Al di là delle cifre, resta sul tavolo la violazione di dignità lamentata dai produttori sardi, che da molti anni producono il “Cappelli” nell’ambito di una filiera consolidata, e che ora si sentono defraudati di un diritto improvvisamente compromesso da restrizioni di natura monopolistica.
Così, mentre altri produttori di grano “Cappelli” stanno guardando alla possibilità di coltivare varietà alternative (purché “antiche e libere”), il consorzio sardo ha optato per la mobilitazione politica, ottenendo l’interessamento dall'assessore regionale all’agricoltura Pier Luigi Caria e del deputato Mauro Pili, autore di una recente interpellanza parlamentare in materia.

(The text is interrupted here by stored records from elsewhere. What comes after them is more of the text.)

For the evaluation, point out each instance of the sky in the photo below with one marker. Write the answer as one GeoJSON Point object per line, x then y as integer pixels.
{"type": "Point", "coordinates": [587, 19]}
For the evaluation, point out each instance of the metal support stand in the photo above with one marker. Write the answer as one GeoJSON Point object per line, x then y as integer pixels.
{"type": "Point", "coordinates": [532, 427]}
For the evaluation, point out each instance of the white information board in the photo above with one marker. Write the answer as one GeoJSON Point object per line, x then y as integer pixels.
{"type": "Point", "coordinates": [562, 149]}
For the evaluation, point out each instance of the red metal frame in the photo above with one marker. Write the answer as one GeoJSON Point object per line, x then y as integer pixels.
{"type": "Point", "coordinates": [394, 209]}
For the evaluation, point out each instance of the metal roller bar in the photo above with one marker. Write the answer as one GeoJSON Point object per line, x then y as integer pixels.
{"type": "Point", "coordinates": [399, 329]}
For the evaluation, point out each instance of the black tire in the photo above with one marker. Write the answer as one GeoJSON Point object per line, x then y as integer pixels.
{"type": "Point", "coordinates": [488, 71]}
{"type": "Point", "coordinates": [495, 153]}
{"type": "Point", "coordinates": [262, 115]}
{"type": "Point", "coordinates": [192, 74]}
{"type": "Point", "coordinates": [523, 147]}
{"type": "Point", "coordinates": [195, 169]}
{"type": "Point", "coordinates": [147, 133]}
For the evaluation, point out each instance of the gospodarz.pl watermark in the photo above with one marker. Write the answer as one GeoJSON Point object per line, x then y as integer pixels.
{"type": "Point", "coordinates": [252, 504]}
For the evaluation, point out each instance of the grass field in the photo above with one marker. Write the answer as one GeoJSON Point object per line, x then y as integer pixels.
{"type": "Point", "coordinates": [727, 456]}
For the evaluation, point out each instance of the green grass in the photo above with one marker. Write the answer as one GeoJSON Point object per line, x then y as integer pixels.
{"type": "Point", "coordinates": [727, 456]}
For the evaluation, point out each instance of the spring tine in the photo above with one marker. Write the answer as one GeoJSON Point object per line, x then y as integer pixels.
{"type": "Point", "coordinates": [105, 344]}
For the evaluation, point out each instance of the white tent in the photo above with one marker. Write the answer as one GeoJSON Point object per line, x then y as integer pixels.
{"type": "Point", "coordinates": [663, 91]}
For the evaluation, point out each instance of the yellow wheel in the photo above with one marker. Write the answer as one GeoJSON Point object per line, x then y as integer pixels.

In attesa che l’ennesima querelle dell’agroalimentare di nicchia nostrano si risolva, resta sullo sfondo il guazzabuglio di marchi e marchietti coniati nel corso degli anni utilizzando, in tutte le salse, il nome “Senatore Cappelli”. Il tutto più o meno accompagnato dalla bonaria faccia baffuta e cappelluta del suo creatore, quel Nazareno Strampelli che, celebrato giusto l’anno scorso come innovatore della granicoltura mondiale, si ritrova relegato a testimonial involontario di un duello rusticano d’altri tempi.